Cluster update summary¶
As part of our commitment to providing stable and manageable systems, here is a round-up of some recent updates we have been working on behind the scenes:
1) Upgrade of all HPC cluster nodes to CentOS 7.6
Over the last couple of weeks, you may have noticed a few nodes in disabled
or maintenance state when running the nodestatus
command. We have been rolling
out an operating system update from CentOS 7.4 to 7.6, which provides essential
security updates, and some other fixes. We run the operating system update on
each node as an exclusive cluster job, followed by benchmarks and functionality tests,
before bringing the node back online. This allows us to perform essential
updates with the minimum of disruption.
2) GPU additions and CUDA driver updates
We recently purchased an additional 4 Nvidia V100 GPUs to keep up with demand for GPU acceleration.

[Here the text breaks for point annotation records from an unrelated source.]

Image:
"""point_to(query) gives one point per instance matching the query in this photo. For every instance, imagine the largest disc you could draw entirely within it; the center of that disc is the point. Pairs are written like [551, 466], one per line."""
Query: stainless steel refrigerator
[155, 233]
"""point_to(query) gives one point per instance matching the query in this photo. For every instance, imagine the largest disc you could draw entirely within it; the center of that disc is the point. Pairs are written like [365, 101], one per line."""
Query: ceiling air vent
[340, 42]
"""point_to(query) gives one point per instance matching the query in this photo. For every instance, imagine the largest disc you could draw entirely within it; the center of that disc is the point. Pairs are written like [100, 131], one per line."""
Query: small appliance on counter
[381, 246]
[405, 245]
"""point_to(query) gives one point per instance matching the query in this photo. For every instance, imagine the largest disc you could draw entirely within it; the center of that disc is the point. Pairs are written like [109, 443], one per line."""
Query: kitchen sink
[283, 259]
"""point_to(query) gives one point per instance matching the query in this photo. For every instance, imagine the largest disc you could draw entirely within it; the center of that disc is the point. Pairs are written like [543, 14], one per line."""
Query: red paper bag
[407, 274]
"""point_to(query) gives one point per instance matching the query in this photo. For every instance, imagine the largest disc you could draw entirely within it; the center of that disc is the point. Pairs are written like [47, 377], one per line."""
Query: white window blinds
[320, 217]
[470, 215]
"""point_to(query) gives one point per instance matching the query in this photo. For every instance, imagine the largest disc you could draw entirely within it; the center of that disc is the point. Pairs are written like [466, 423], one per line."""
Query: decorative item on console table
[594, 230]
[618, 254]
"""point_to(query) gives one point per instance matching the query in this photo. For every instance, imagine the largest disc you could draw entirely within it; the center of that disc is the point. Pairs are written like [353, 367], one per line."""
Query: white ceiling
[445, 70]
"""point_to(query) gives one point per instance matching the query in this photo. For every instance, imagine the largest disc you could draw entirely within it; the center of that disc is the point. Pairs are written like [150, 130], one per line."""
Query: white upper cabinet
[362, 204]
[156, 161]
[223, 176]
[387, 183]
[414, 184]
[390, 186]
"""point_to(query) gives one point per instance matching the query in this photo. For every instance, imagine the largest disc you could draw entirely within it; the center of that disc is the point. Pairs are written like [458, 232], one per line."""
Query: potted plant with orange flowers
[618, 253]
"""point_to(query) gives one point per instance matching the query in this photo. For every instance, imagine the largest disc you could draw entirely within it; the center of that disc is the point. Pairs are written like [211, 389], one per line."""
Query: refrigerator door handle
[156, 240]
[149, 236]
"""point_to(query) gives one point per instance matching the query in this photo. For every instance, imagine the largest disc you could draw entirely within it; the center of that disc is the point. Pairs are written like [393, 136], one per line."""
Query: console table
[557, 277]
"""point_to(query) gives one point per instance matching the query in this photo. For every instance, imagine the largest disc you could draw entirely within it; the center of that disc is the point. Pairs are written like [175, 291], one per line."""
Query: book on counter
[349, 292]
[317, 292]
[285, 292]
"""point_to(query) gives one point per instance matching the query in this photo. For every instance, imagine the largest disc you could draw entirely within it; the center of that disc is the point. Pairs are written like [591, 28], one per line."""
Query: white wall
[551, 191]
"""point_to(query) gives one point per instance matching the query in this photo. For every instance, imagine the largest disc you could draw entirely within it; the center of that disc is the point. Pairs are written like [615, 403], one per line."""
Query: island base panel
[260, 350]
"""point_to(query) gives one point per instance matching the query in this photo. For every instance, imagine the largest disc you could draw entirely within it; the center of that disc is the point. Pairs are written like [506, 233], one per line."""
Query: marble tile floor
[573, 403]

These were added to the sbg nodes to make 4 GPUs per server. Additionally, the CentOS 7.6 update allowed us to update the CUDA drivers to version 10.0, which has provided performance improvements, and allows use of the latest TensorFlow and MATLAB versions.
3) sdv node firmware updates
Our sdv nodes were quite new on the market when they were purchased, and as a result, have received quite a few firmware updates to address a variety of bugs, security updates, performance and hardware compatibility issues. We will be applying these over the next couple of weeks, as nodes become available.